Rendre accessible la résolution de conflits et la médiation par les pairs est l’un des objectifs que nous poursuivons. C’est pourquoi nous avons mis énergie et temps pour produire une série d’outils décrivant le programme ainsi que des formations. Nous sommes particulièrement heureux de constater que Vers le pacifique a répondu à un besoin réel. Le programme est aujourd’hui présent dans plus de 60 écoles au Québec, ce qui représente plus de 2400 élèves formés à la résolution de conflits. De plus nous voulons aussi souligner qu’en partenariat avec la Commission scolaire de Montréal, l’Institut de recherche pour le développement social des jeunes et les Centres jeunesse de Montréal, nous sommes présentement à adapter l’implantation de notre programme dans une école spéciale pour élèves en troubles de comportement, Espace-Jeunesse.

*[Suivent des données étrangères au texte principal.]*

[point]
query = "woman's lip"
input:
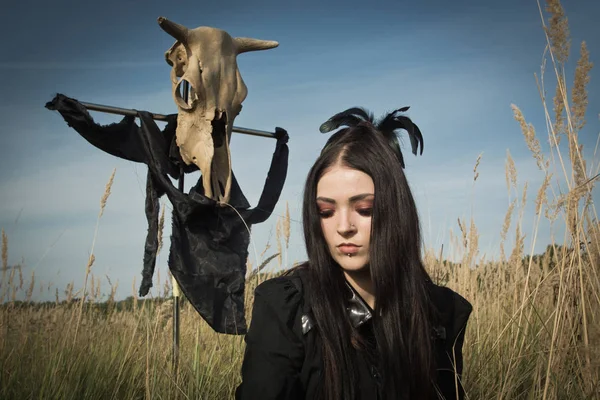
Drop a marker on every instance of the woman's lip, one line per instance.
(347, 249)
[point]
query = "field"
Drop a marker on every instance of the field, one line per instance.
(534, 332)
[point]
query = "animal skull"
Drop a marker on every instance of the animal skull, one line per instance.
(205, 58)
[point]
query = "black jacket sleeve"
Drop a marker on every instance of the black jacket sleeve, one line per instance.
(274, 353)
(450, 358)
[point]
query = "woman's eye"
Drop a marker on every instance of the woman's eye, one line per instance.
(365, 212)
(325, 213)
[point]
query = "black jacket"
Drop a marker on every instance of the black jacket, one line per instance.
(283, 358)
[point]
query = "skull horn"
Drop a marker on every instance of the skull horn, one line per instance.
(179, 32)
(247, 44)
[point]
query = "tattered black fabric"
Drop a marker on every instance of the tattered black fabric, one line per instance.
(209, 242)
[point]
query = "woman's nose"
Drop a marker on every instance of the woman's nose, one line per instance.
(345, 224)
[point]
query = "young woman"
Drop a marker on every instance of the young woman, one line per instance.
(361, 319)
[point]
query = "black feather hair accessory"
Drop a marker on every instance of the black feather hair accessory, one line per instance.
(387, 125)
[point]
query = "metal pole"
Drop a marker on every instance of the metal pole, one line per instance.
(162, 117)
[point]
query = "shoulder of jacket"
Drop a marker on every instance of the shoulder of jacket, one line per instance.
(452, 310)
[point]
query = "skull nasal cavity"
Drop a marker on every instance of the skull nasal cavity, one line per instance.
(219, 132)
(183, 92)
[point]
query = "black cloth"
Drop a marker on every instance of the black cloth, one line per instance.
(209, 242)
(282, 363)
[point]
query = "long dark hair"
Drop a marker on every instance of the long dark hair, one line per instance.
(401, 317)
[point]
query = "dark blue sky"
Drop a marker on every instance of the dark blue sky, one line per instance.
(459, 65)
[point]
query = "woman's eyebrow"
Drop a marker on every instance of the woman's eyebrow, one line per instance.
(353, 199)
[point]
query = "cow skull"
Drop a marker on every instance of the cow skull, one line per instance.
(205, 58)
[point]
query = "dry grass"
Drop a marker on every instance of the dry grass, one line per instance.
(534, 331)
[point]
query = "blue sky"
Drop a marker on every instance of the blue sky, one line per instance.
(459, 65)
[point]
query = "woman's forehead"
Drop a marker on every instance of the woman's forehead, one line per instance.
(342, 183)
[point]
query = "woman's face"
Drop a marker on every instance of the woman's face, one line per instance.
(345, 203)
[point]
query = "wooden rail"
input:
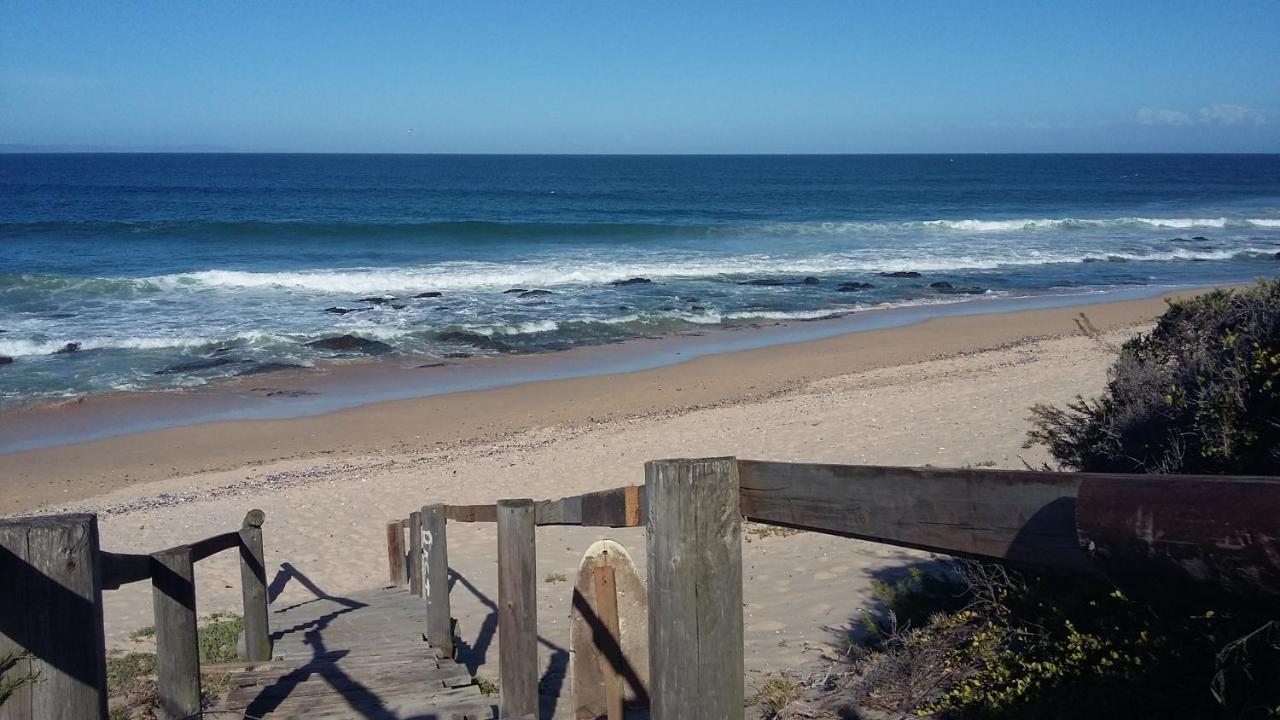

L’enseignement de la résolution de conflits et la médiation représente sans contredit une piste de solution importante pour contrer un phénomène de violence grandissant et aussi une piste de solution intéressante pour nous sortir tous de cette impuissance face à la violence. Vers le pacifique est une solution qui mobilise les enfants, les jeunes et les adultes. Ne perdons pas de vue que lorsqu’il y a un problème à régler, nous faisons à la fois partie du problème et de la solution.

RÉFÉRENCES BIBLIOGRAPHIQUES

Bouchard, C., et al. (1991). Un Québec fou de ses enfants - rapport du groupe de travail pour les jeunes, Québec, Gouvernement du Québec, Ministère de la Santé et des Services sociaux.

Cole, J.D., Dodge, K.A. et J. Kupersmith (1990). " Pear Group Behavior and Social Status ", In Asher S.R. et J.D. Cole (Eds), The rejected child, Cambridge, Cambridge United Press, 19-59.

Conseil Supérieur de l’Éducation (1984). L’école primaire face à la violence, Avis au ministère de l’Éducation du Québec.

Dumas, J.E. (1988). " Les désordres de la conduite chez l’enfant : Recencement et Évaluation des études quantitatives et travaux d’intervention en langue anglaise ", dans During, P. (Éd.), Éducation familiale : un panorama des recherches internationales, Paris, Éditions Matrice, 93-133.

Hébert, J. (1991). La violence à l’école - Guide d’intervention et de prévention, Montréal, Logiques.

Rondeau, N., Bowen, F. et J. Bélanger. Évaluation d’un programme de promotion de la conduite pacifique en milieu scolaire primaire. Rapport Final, Publication à venir au printemps 1999.